In my Political Theory class at the University of Michigan, we have been discussing issues of identity. What is or is not an identity? Does one identify oneself as something or do other people impart identities on others? Do identities need to be recognized by others as legitimate?
I ask these questions with the hope of getting you to reflect your own identities and how they have been constructed and shaped by those around you. Under the assumption you identify as a person (I sure hope you do), think about what is expected of you. In your society, are you expected to get a job? Get married? Have children? What have you learned differentiates you from animals?
The word itself, “person,” immediately makes you think of certain qualities and expectations, right? You are probably thinking about how humans are capable of higher-level thinking, have a conscience, are able to walk on two legs, and/or are hairless relative to many other land mammals. Just that word triggers our brain to consider attributes we consider relevant.

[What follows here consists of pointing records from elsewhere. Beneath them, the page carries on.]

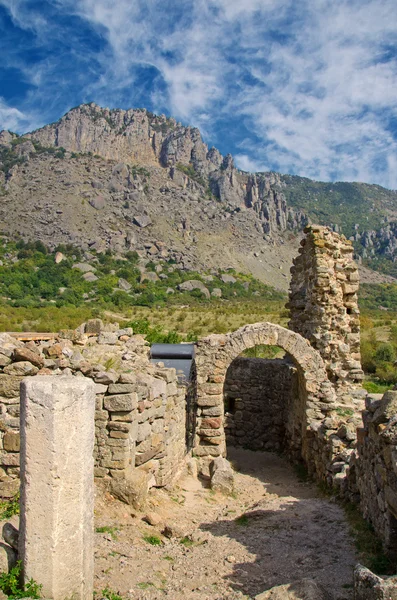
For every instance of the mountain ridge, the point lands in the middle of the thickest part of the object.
(102, 171)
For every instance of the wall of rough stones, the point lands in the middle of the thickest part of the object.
(324, 306)
(374, 473)
(140, 407)
(313, 418)
(258, 396)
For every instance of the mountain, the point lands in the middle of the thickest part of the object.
(131, 180)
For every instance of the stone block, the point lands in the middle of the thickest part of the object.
(133, 491)
(11, 441)
(9, 488)
(368, 586)
(121, 388)
(121, 402)
(56, 541)
(144, 457)
(24, 354)
(222, 476)
(9, 386)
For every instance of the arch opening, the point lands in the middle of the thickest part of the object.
(310, 397)
(260, 395)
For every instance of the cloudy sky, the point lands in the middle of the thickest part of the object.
(307, 87)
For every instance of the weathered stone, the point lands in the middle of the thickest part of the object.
(10, 535)
(132, 491)
(11, 441)
(144, 457)
(9, 488)
(106, 377)
(121, 402)
(121, 388)
(368, 586)
(222, 476)
(108, 337)
(94, 326)
(9, 385)
(8, 558)
(24, 354)
(152, 519)
(21, 369)
(57, 443)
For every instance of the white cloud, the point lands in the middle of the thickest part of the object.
(11, 118)
(308, 87)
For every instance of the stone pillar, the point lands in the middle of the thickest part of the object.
(324, 306)
(56, 542)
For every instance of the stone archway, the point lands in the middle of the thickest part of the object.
(316, 399)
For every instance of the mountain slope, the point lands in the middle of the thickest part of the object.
(125, 180)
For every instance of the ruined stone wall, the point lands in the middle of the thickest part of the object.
(375, 467)
(259, 395)
(140, 407)
(312, 416)
(324, 307)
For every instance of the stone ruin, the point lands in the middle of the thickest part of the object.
(309, 405)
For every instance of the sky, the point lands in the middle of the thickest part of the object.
(306, 87)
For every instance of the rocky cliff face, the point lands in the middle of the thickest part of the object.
(139, 137)
(131, 180)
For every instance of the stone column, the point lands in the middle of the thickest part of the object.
(56, 542)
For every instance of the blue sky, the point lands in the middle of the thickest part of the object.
(307, 87)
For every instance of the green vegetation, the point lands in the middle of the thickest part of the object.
(9, 508)
(377, 297)
(110, 595)
(368, 545)
(262, 351)
(31, 281)
(10, 584)
(112, 530)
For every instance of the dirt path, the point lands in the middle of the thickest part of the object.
(275, 530)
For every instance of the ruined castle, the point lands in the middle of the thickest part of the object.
(310, 405)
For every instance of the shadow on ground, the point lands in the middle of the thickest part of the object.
(292, 533)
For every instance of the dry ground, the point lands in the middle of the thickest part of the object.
(276, 529)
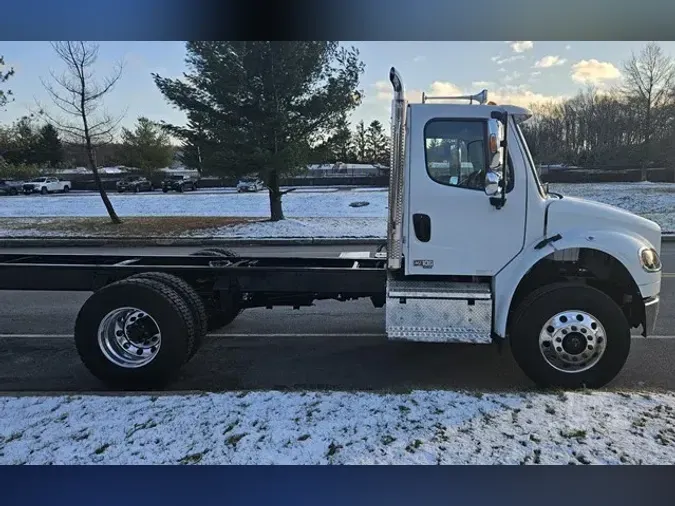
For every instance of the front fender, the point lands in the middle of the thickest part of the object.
(622, 245)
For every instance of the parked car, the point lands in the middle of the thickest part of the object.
(249, 184)
(46, 185)
(9, 187)
(134, 184)
(179, 184)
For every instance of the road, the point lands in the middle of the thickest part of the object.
(336, 346)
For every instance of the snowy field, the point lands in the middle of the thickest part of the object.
(320, 212)
(423, 427)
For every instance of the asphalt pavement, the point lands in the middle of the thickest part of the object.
(333, 345)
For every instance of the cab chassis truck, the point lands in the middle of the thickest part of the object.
(484, 256)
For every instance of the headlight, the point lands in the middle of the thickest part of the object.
(650, 260)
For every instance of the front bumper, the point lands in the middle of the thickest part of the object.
(651, 315)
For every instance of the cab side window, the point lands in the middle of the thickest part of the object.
(456, 152)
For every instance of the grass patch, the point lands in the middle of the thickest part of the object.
(155, 226)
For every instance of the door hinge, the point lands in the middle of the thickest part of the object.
(548, 241)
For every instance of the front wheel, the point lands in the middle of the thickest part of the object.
(135, 334)
(569, 335)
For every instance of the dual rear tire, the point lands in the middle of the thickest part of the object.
(137, 333)
(570, 335)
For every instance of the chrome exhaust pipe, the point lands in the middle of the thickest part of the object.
(396, 175)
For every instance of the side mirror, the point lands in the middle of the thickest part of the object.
(492, 183)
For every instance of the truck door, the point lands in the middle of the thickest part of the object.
(453, 228)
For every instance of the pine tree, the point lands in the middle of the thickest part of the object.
(147, 147)
(49, 147)
(259, 106)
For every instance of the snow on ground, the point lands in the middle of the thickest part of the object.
(303, 228)
(324, 213)
(296, 205)
(423, 427)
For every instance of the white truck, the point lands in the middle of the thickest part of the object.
(46, 185)
(478, 251)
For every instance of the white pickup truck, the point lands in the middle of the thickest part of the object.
(46, 185)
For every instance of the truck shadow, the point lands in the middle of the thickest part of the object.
(338, 363)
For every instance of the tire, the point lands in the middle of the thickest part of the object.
(218, 317)
(215, 252)
(172, 316)
(603, 347)
(191, 297)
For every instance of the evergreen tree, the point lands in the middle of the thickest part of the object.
(147, 147)
(49, 147)
(259, 106)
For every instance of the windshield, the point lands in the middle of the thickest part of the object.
(530, 161)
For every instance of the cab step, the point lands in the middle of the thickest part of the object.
(438, 311)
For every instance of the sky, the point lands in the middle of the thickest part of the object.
(515, 72)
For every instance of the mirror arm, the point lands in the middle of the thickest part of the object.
(499, 202)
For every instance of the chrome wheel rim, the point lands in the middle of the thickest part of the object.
(129, 337)
(572, 341)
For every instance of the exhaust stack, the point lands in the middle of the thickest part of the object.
(396, 175)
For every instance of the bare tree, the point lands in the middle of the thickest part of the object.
(649, 78)
(78, 94)
(4, 75)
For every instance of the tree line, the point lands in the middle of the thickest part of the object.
(272, 107)
(27, 146)
(631, 125)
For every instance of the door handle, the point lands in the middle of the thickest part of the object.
(422, 226)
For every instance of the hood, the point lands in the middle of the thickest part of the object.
(572, 212)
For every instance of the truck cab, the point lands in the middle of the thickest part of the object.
(479, 250)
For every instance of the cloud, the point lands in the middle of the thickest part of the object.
(520, 95)
(511, 77)
(594, 72)
(549, 61)
(520, 46)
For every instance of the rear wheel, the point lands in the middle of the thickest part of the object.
(570, 335)
(191, 297)
(134, 334)
(221, 308)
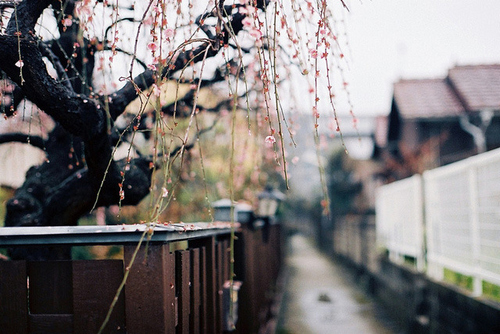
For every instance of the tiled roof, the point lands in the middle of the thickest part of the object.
(478, 86)
(381, 129)
(427, 98)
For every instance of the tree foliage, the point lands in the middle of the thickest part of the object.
(134, 75)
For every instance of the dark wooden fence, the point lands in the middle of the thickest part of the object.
(416, 303)
(166, 291)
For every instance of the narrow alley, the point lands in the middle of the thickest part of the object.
(320, 299)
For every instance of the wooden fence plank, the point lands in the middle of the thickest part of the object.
(150, 290)
(247, 298)
(210, 287)
(51, 323)
(50, 287)
(94, 287)
(194, 323)
(183, 276)
(203, 291)
(13, 297)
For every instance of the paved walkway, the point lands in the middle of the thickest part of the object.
(319, 299)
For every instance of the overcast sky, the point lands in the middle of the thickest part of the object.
(392, 39)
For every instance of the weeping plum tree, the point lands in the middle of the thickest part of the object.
(65, 56)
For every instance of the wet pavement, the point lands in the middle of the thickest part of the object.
(321, 298)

In my Anthropology of Thought class at the University of Michigan, we learned that language shapes the way we see the world. It helps us understand each other and relate to one another in society. We actually have little choice but to use language to describe the things around us. According to Benjamin Whorf in Language, Thought, and Reality,
“We cut nature up, organize it into concepts, ascribe significances as we do, largely because we are parties to an agreement to organize it in this way–an agreement that holds throughout our speech community and is codified in the patterns of our language…The agreement is, of course, an implicit and unstated one, but its terms are absolutely obligatory; we cannot talk at all except by subscribing to the organization and classification of data which the agreement decrees… [N]o individual is free to describe nature with absolute impartiality but is constrained to certain modes of interpretation even while he thinks himself mostly free.”
Whorf here suggests something revolutionary in the 1950s: we are slaves to our language. Language forces us to shape the world in a systematic, cookie-cutter fashion so that we can communicate with and understand each other. If words had arbitrary meanings and could be thrown around frivolously, society would be much less cohesive and much more confusing. People would have a hard time agreeing on things.

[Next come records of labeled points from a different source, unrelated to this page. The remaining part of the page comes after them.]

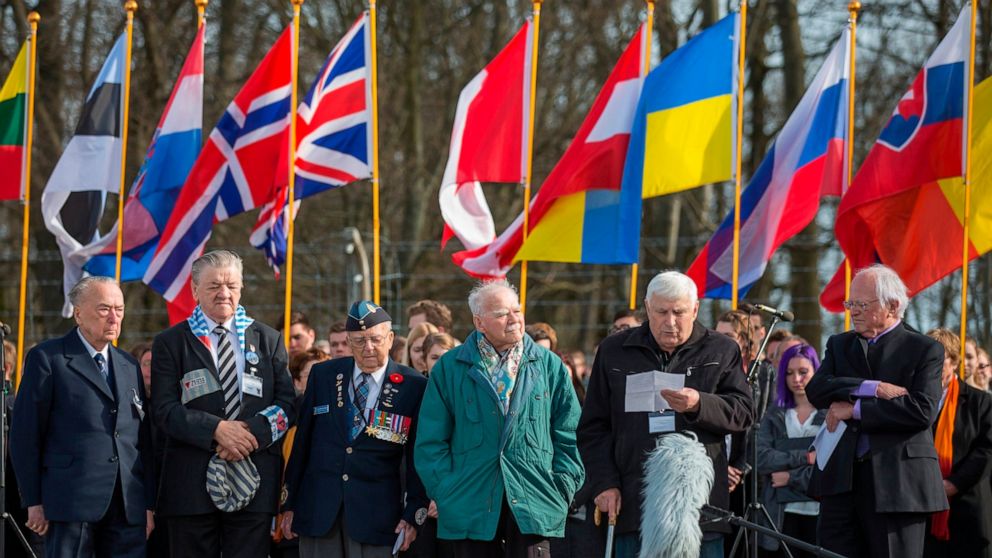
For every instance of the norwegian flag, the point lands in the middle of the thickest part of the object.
(237, 171)
(333, 139)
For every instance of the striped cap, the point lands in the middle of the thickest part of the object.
(231, 484)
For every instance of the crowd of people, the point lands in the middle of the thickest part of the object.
(217, 439)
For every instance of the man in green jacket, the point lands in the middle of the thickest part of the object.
(496, 446)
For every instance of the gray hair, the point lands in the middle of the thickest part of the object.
(483, 290)
(672, 285)
(216, 259)
(889, 287)
(78, 291)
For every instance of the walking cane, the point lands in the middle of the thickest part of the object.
(597, 519)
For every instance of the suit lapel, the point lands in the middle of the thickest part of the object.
(78, 359)
(201, 351)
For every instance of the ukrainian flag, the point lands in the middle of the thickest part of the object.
(682, 136)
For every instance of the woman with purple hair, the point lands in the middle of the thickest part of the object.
(787, 431)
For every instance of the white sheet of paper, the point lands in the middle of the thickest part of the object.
(826, 442)
(643, 393)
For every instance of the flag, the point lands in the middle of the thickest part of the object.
(90, 166)
(563, 218)
(904, 206)
(13, 123)
(488, 141)
(806, 161)
(334, 142)
(235, 172)
(683, 134)
(168, 160)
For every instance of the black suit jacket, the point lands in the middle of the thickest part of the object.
(189, 429)
(903, 457)
(970, 522)
(72, 436)
(326, 471)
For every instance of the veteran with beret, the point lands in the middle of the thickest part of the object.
(344, 495)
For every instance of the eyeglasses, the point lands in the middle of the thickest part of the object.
(861, 306)
(376, 340)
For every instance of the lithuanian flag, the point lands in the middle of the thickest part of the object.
(13, 117)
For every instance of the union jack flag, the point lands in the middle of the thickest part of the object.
(334, 144)
(237, 171)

People feel compelled to accept socially-constructed definitions indirectly through language and more directly through social pressure. Think about what it means to be a woman. Women are supposed to be feminine; this means liking pink, wearing heels, and being nurturing. This is how western society has understood women. But what if we didn’t ascribe these traits to women? Why are women supposed to like pink and who decided that pink is feminine?

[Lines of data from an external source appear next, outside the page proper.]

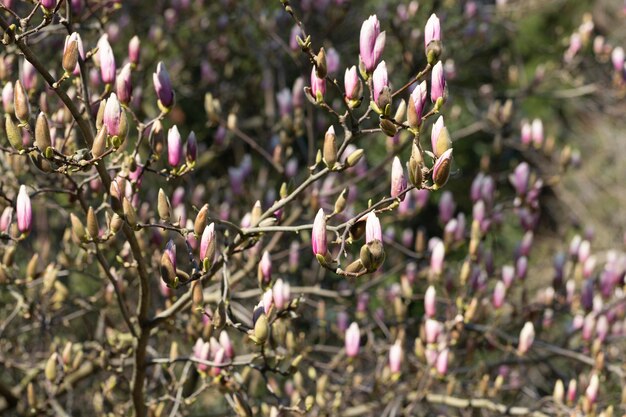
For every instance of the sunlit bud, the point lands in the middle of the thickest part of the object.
(124, 86)
(441, 170)
(330, 148)
(417, 102)
(499, 294)
(379, 81)
(353, 340)
(107, 60)
(318, 86)
(21, 103)
(438, 83)
(318, 236)
(174, 146)
(520, 178)
(398, 180)
(352, 84)
(442, 361)
(591, 393)
(134, 50)
(24, 211)
(537, 133)
(163, 87)
(526, 338)
(430, 302)
(371, 43)
(395, 357)
(265, 268)
(617, 59)
(373, 230)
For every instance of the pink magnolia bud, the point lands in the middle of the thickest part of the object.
(134, 50)
(437, 257)
(163, 86)
(265, 266)
(318, 236)
(395, 357)
(373, 230)
(352, 84)
(107, 60)
(371, 43)
(438, 83)
(123, 84)
(112, 115)
(499, 294)
(282, 294)
(318, 86)
(432, 330)
(432, 31)
(442, 361)
(353, 340)
(24, 211)
(380, 80)
(591, 393)
(430, 302)
(398, 180)
(526, 338)
(174, 147)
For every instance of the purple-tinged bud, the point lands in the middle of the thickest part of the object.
(112, 115)
(29, 75)
(353, 340)
(432, 330)
(441, 170)
(617, 59)
(107, 60)
(526, 338)
(371, 43)
(499, 294)
(591, 393)
(352, 84)
(24, 211)
(437, 257)
(398, 180)
(430, 302)
(318, 236)
(432, 30)
(520, 178)
(124, 86)
(537, 133)
(526, 133)
(281, 294)
(442, 361)
(373, 231)
(134, 50)
(163, 87)
(380, 80)
(395, 357)
(174, 147)
(318, 86)
(571, 391)
(438, 84)
(191, 148)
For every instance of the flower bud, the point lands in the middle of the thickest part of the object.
(24, 211)
(353, 340)
(441, 170)
(20, 103)
(526, 338)
(330, 148)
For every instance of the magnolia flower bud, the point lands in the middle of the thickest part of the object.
(24, 211)
(353, 340)
(371, 43)
(526, 338)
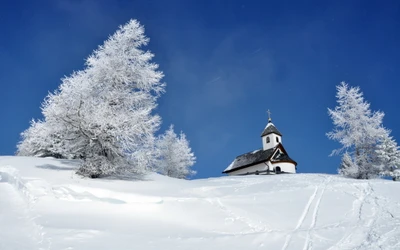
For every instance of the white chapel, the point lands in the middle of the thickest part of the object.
(271, 159)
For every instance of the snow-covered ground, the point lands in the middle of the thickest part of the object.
(44, 205)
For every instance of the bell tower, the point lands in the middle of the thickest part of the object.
(270, 136)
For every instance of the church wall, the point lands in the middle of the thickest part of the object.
(286, 167)
(259, 167)
(272, 141)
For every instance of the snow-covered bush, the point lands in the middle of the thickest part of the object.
(175, 157)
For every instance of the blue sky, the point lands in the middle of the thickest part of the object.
(225, 64)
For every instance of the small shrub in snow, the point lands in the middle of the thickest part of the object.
(175, 156)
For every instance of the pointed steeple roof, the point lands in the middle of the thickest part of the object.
(270, 128)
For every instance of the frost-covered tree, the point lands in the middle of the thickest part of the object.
(40, 140)
(103, 113)
(359, 130)
(388, 153)
(175, 155)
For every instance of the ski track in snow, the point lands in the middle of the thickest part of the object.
(309, 243)
(16, 224)
(302, 218)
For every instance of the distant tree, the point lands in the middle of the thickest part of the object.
(175, 155)
(388, 153)
(359, 130)
(103, 113)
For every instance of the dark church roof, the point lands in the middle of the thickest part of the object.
(256, 157)
(269, 129)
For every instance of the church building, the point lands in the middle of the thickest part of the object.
(271, 159)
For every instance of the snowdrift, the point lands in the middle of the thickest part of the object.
(44, 205)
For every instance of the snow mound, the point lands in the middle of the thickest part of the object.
(44, 205)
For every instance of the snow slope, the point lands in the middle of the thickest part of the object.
(44, 205)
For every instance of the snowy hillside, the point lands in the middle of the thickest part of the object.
(44, 205)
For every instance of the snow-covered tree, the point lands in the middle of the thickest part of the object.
(359, 130)
(388, 153)
(40, 140)
(103, 113)
(175, 155)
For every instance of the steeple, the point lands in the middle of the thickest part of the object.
(271, 135)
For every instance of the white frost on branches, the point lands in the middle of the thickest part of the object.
(103, 113)
(368, 149)
(175, 155)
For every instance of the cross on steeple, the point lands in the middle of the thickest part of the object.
(269, 115)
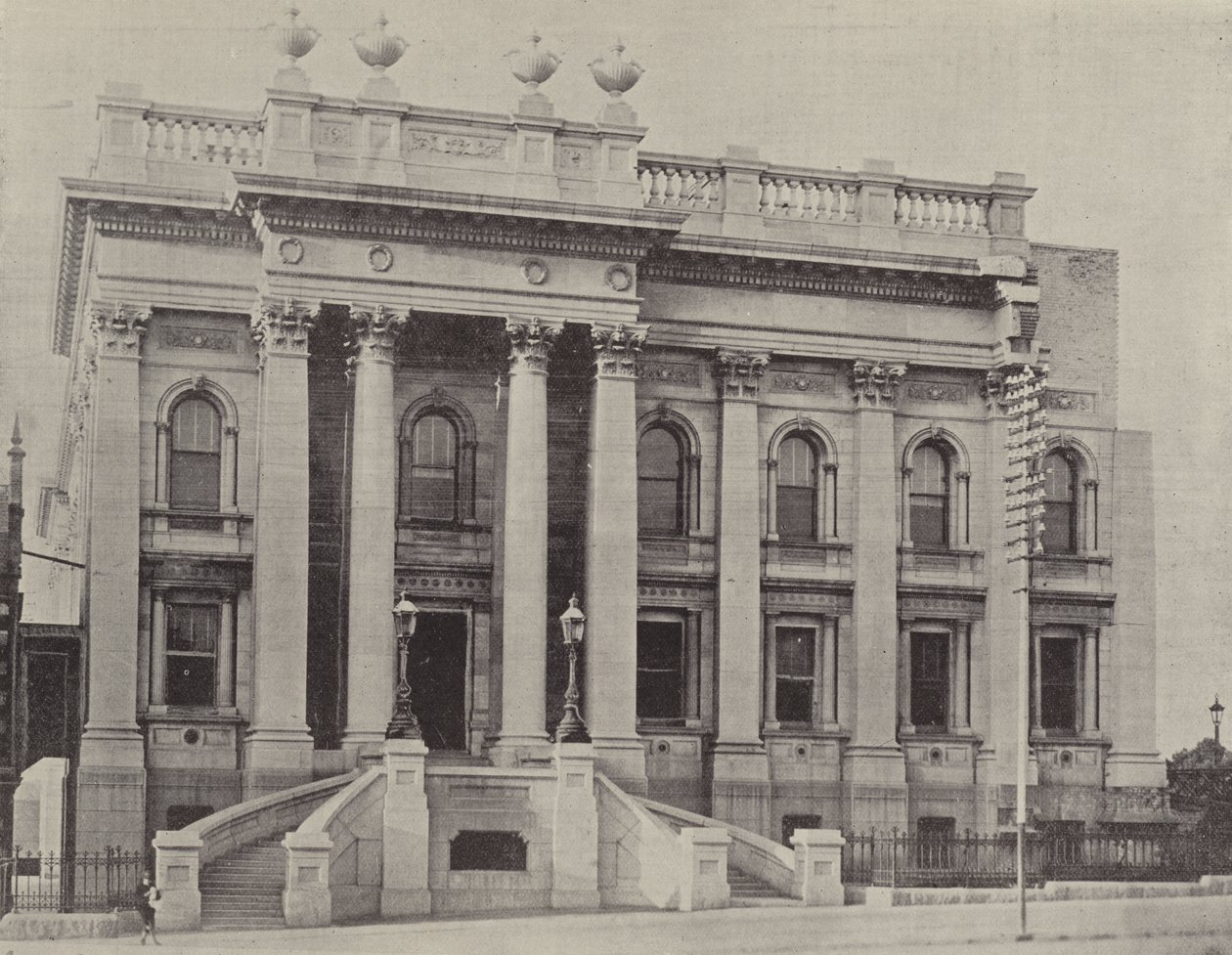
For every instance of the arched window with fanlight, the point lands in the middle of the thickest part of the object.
(796, 508)
(1060, 504)
(660, 482)
(430, 469)
(930, 496)
(195, 455)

Think about your roles as a person and the expectations set for you that I have mentioned before. Maybe it’s okay if you don’t want to get married or have children.
This blog is not intended to make you succumb to an existential crisis; rather, it is more productive to realize that the consciousness of social constructions can be liberating. And remember, make sure to always dress professionally for an interview… OR NOT.*
*Note: I shall not be held responsible for your failure of getting a job or meeting other social expectations as a result of this blog post.